Gerade wenn Christen Abendmahl oder Eucharistie feierten, biete dies die Möglichkeit, "wo du eine andere Form des In-der-Welt-sein spürbar machst", gab Rosa zu bedenken. Diese Erfahrung in die Gesellschaft hinauszutragen, um Veränderungen zu bewirken, erscheine ihm wichtig. "Ich glaube, da sind wir ganz eng beieinander", sagte der Soziologe zum Kardinal. Sieht dieser doch im Kult das Herzenselement des Christentums. "Eucharistie ist als sakramentale Feier Opfer und Mahl zugleich, und sie ist Sendung!", schreibt er in seinem Buch.
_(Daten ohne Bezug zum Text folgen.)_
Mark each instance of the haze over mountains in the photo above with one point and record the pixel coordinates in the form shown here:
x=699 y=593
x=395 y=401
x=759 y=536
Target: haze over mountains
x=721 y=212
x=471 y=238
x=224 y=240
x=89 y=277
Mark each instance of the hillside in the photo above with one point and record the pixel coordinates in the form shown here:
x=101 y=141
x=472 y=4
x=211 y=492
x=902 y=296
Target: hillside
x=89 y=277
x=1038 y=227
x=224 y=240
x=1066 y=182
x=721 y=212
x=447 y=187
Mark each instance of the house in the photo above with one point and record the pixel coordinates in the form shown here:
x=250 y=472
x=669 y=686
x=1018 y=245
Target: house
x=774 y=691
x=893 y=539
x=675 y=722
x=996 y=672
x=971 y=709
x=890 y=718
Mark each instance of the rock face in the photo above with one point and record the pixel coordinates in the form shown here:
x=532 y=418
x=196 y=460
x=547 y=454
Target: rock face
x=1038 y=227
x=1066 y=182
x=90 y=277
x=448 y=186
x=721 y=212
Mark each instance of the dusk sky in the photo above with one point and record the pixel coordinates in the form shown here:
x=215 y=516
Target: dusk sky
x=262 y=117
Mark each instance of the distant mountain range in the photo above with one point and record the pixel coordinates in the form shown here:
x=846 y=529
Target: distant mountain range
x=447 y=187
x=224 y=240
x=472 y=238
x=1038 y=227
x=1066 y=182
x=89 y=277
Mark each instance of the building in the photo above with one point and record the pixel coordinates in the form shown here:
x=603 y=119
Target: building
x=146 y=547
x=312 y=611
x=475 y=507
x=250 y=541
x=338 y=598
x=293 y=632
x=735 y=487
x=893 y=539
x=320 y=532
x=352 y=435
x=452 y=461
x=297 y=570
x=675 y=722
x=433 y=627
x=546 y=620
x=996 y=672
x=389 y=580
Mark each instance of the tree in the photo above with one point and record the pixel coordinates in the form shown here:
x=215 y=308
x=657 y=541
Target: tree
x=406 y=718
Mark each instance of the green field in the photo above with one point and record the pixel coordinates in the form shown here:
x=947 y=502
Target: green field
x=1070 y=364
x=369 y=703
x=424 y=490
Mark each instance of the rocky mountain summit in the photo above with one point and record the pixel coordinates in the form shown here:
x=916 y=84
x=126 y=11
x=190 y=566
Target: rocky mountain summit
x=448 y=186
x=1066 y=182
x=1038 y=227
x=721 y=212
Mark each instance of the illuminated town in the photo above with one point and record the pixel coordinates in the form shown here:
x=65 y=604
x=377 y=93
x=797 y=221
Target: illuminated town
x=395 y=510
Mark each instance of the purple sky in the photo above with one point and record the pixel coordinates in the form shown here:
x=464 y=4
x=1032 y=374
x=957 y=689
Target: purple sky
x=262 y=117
Für Marx ist die tägliche Messe zentral. Im kleinen Kreis gefeiert, gebe sie ihm oft sogar mehr als ein Pontifikalamt.

Doch wenn davon so viel Kraft ausgeht, warum kommen immer weniger Menschen zu den Gottesdiensten? Für Marx handelt es sich auch um ein Problem der Qualität. Diese müsse einfach besser werden, so der Kardinal. Das klinge nach einer Firma wie BMW, erwiderte der Soziologe. Aber er verstehe, wie es gemeint sei.

"Ich kann heute nicht unterschreiben"

Der Kardinal hatte gleich ein Beispiel parat: den Trauergottesdienst nach dem jüngsten Anschlag in München. Da hatte Marx gesagt, der Dom sei seit über 500 Jahren ein christliches Gotteshaus, aber immer auch eines für alle Münchner, besonders für die Verängstigten, Bedrohten, Verletzten, Verzweifelten und Trostsuchenden. Niemand sei ausgeschlossen, hier einen Ort zu finden, wo er seine Angst, seine Fragen, aber auch Wut lassen könne.

Natürlich gab es zum Abschluss den Hinweis, dass die Bücher beider Autoren im Foyer zum Kauf angeboten werden. Eine handschriftliche Widmung des Kardinals war dieses Mal nicht möglich. Denn mit Links geht bei dem Rechtshänder gerade nichts. Der bekannte offen: "Ich kann heute nicht unterschreiben. Das ist keine Attrappe!"